In libgcc.a, I expect.
> These values were supposed to be created by gcc/c-family/c-cppbuiltin.c.
> They depend on KF being part of
> FOR_EACH_MODE_IN_CLASS (mode_iter, MODE_FLOAT)
> {
> const char *name = GET_MODE_NAME (mode);
> ...
> }
>
> Apparently KF is not one of the mode names when building in this
> environment.

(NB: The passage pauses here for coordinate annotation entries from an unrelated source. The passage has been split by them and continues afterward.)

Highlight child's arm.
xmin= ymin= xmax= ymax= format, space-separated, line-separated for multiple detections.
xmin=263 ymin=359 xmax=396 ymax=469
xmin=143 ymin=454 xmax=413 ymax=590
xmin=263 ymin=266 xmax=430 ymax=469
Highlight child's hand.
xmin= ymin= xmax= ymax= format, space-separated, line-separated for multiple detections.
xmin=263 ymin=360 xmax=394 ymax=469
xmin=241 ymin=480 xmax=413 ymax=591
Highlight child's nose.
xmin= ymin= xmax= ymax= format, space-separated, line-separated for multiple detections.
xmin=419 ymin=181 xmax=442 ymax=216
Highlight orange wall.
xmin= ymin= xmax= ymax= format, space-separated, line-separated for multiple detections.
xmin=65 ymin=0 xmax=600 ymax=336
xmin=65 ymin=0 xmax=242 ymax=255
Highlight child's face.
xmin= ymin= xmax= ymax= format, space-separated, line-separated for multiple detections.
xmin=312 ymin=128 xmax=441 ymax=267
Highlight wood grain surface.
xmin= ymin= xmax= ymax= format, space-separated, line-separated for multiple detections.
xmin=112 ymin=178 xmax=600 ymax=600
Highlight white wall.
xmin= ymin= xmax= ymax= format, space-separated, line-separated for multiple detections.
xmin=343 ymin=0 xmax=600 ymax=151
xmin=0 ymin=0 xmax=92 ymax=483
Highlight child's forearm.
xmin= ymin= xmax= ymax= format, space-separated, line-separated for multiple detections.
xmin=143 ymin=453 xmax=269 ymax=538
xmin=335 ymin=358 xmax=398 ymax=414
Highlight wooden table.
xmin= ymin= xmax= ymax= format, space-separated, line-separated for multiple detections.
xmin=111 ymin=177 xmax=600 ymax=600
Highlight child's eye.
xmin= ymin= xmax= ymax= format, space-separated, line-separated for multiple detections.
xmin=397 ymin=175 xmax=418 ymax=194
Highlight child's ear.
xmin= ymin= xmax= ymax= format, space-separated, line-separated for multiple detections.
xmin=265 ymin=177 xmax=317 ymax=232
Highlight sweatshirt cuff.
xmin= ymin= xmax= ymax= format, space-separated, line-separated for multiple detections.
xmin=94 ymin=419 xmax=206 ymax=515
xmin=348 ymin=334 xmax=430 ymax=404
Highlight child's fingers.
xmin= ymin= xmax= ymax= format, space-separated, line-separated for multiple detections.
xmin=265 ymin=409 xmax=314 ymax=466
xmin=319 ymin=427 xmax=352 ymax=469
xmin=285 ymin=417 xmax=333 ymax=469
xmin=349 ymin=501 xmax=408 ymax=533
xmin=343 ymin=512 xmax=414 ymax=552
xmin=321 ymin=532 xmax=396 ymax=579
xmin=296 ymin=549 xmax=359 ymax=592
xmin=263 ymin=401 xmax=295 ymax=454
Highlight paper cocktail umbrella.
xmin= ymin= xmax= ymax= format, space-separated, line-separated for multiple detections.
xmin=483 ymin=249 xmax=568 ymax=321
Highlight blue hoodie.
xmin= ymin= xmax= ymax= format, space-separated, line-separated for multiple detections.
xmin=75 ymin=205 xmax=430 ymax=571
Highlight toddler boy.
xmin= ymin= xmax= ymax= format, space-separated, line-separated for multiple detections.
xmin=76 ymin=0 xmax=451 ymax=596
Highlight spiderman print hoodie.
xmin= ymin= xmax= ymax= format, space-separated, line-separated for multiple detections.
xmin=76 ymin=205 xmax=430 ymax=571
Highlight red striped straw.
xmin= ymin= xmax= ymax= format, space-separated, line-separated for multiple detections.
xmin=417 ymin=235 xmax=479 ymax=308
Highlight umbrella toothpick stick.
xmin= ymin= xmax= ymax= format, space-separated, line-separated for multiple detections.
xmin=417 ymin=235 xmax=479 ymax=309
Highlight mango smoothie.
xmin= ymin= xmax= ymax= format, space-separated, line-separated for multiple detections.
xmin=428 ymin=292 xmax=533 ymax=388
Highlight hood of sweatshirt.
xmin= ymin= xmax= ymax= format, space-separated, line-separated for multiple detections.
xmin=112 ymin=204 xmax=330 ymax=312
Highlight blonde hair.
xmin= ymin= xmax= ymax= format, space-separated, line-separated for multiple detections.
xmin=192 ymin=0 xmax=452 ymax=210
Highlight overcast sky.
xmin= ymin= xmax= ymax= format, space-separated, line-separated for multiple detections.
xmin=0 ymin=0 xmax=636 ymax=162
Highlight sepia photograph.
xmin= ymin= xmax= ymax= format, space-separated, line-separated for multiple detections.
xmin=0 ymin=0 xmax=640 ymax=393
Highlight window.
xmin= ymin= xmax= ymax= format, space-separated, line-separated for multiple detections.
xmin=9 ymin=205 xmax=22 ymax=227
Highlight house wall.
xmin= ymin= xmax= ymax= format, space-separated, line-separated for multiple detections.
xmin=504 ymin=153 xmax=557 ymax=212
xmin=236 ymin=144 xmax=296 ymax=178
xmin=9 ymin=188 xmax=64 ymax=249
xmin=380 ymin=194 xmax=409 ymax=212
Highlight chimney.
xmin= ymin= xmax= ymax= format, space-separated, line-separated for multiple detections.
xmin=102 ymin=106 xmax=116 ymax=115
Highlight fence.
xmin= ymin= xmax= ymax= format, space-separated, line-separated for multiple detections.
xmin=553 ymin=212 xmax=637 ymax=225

I've spent some time trying to understand where/how
> the MODE_FLOAT class is constructed, but I have not been able to
> pinpoint what's going wrong.
So that's a key issue to resolve (but presumably this is working for some
people building libgcc for powerpc64le).
> When I compile/link cdivchkld.c with -mabi=ieeelongdouble -lm
> I get cdivchkld.c:(.text+0x3c4): undefined reference to `__fmaxieee128'
> caused by the reference in the code to LDBL_MAX_EXP.
You need glibc 2.32 or later for __fmaxieee128 (and, generally, for IEEE
long double support in glibc for powerpc64le).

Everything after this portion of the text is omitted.